1
妖精騎士ルミナリア。
左手に光翼鳥の刃ファルシヴォル、右手に光冠石の剣レガリス、二つの光を携え、王国の希望となる。
妖精の女王が治める国から、やや離れた深き森で、30代半ばのドルイドのゼオは、敵軍を待ち構えていた。
ドクロ山から進軍してくるオークの軍勢300に対し、こちらは10人のドルイド、少数のトレント、ドライアド、フェアリー、そして森そのものが守りについている。
今まで何度も小競り合いはあった。
しかし、これほど統制された大規模な攻撃は初めてだ。
もっと多勢な敵の本隊は、妖精王国と戦闘中である。
すなわち、エルフの素晴らしきアーチャーや、強く美しい妖精騎士の助けを、今回は得られないのだ。
鋼の巨人を操る3人の巫女たちは、彼女たちの占いが促した時しか味方はしてくれず、灰色の洞窟から出ることなく、沈黙を貫いている。
さらに敵軍は、魔法都市ガイダンの支援を受けているとも聞く。
戦闘経験豊富な凶暴な戦士と、闇魔法の組み合わせは、想像しただけでゾッとした。
現在の戦力で生き残るしか道はない。
ズラリと隊列を並べたオーク軍は、日の出と共に騒々しい銅鑼を鳴らし、深き森へと侵入を開始した。

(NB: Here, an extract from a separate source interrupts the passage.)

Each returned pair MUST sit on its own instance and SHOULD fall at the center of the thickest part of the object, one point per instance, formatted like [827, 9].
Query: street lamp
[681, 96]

彼らの装備する無骨な鉄鎧のガチャガチャという音が、重苦しい。
次々と踏み入る敵を、森の仲間が迎え撃った。
ゼオは戦況を見つつ、的確に味方を援護し、戦線を支える。
ドルイドの防御と回復に優れた魔法は、守備には有効だ。
依然として、敵の戦意は旺盛だが、こちらも善戦している。
問題は、戦いが長引いても、いつものような援軍は来ないということだ。
突然、ゼオの耳に、仲間のドルイドの叫びが聞こえた。
「ブラックウルフ・ライダーだ!」
南部に住むハイオークの部族は、驚くべきタフさの大きなブラックウルフを飼い慣らし、馬のように乗りこなす。
彼らの族長の7人の息子は、その強さから「7牙傑」と呼ばれ、恐れられていた。
だが、戦いの前、彼らの姿を見た者は居ない。
(そんなバカな!)
その疑問の答えは、続いて聞こえた仲間の声で判明した。
「ゲートだ!」
いくつかの条件はあるものの、離れた場所と場所を繋げる魔法を駆使して、ハイオークたちが現れたとするなら、ガイダンの魔法使いたちの介入は事実だということになる。
絶望感が、ゼオの胸を締めつけた。
これで、戦局は不利に傾く。
オーク軍とは逆の方向に開いたゲートから突撃してくるブラックウルフ・ライダーたちは縦横無尽に、深き森の軍を切り裂く。
何とか奮闘し、味方を鼓舞するゼオの前に、大きな黒狼に乗った大柄なハイオークが現れた。
両刃の戦斧を右手に持ち、長い柄を右肩にかけている。
鉄鎧に描かれた牙のマークが、彼が「7牙傑」の1人であると示していた。
「ハッ、ハッ!」
ハイオークが笑った。
「お前はオレを楽しませてくれるのか?」
ゼオには、荷が重かった。
しかし、逃げるわけにはいかない。
「ハーッ!」
ハイオークはブラックウルフを駆り、突進してきた。
ゼオは地に伏せ、左手を大地につける。
魔法に呼応した地面が盛り上がり、土の防壁を作った。
そこにハイオークの渾身の斧撃が炸裂する。
あまりの衝撃に壁は四散し、ゼオは吹っ飛ばされた。
何とか立ち上がるものの、全身が痛む。